Module 2.1 Selection in the school context
Definitions of selection
Hughes-Hassell, S. & Mancall, J. (2005). Collection management for youth: responding to the needs of learners [ALA Editions version]. Retrieved from http://ebookcentral.proquest.com.ezproxy.csu.edu.au/lib/csuau/detail.action?docID=289075
Review the model (p. 34) developed by Hughes-Hassell and Mancall (2005) – Chapter 4, Selecting resources for learning.
Note that it presents selection as a series of YES or NO decisions.

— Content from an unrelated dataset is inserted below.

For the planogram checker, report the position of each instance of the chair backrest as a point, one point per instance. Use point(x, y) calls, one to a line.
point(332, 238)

In reality, many selection decisions are not this black and white, and involve a process of prioritising across a range of criteria.

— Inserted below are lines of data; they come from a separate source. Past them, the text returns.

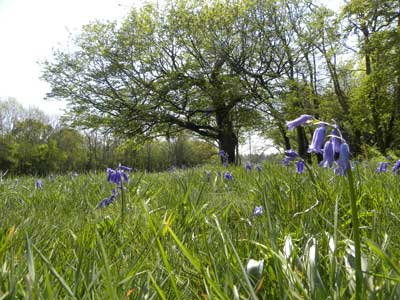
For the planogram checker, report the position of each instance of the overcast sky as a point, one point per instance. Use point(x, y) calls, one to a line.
point(29, 29)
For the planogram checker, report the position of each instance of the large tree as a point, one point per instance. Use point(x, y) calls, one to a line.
point(158, 73)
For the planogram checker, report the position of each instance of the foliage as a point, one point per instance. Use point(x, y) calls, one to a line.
point(185, 237)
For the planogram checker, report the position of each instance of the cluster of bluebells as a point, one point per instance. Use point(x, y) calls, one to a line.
point(335, 145)
point(396, 167)
point(117, 176)
point(38, 184)
point(228, 175)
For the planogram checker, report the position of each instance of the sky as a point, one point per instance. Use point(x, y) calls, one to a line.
point(30, 29)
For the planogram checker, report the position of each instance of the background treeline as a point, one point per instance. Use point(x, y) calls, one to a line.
point(33, 143)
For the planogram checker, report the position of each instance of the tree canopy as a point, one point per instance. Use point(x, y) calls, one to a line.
point(219, 68)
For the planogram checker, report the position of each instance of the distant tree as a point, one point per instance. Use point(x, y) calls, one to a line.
point(32, 149)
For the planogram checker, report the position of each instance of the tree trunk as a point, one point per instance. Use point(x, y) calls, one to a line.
point(227, 138)
point(228, 142)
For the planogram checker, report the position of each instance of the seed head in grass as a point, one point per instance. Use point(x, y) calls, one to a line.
point(382, 167)
point(318, 139)
point(257, 211)
point(396, 167)
point(329, 155)
point(116, 176)
point(303, 119)
point(39, 184)
point(255, 268)
point(228, 175)
point(300, 167)
point(290, 155)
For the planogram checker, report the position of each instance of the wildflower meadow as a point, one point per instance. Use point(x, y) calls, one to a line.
point(213, 232)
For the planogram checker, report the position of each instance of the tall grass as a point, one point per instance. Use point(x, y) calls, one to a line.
point(184, 237)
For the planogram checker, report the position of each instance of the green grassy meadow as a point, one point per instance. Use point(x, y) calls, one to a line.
point(184, 237)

Attempt to draft your own selection decision-making model or flowchart that considers a more complex set of choices and criteria.
Resource being considered —>
Test 1: Apply selection criteria regarding Curriculum Relevance and Authority and Fit —> 90 – 95% = hold for second look, < 90% = NO
> or = 95% on Test 1 —> Test 2: Apply selection criteria regarding resource fitting the needs of the learning community (fits program units/themes/priorities) —> 75 – 85% = hold, , 75% = NO
> or = 85% on Test 2 —> Test 3: Apply selection criteria regarding learner characteristics, reading levels, scope, appropriateness of language, illustration, etc. —> 85-90% = hold, <85% = NO
>or = 90% on Test 3 —> Test 4: Consult teachers regarding whether resource fits into their teaching-learning context, fitting pedagogical and methodological planned usage —> < 90% = NO
> or = 90% on Test 4 —> Test 5: Value and budget testing —> check cost relative to budget, compare with scores received by resource going through various tests and enthusiasm of teachers for resource… if within budget and rated well for value, recommend — if not, bring to committee for further comparison with other resources, if beyond budget or scored low along the testing for value and low on teacher enthusiasm = NO.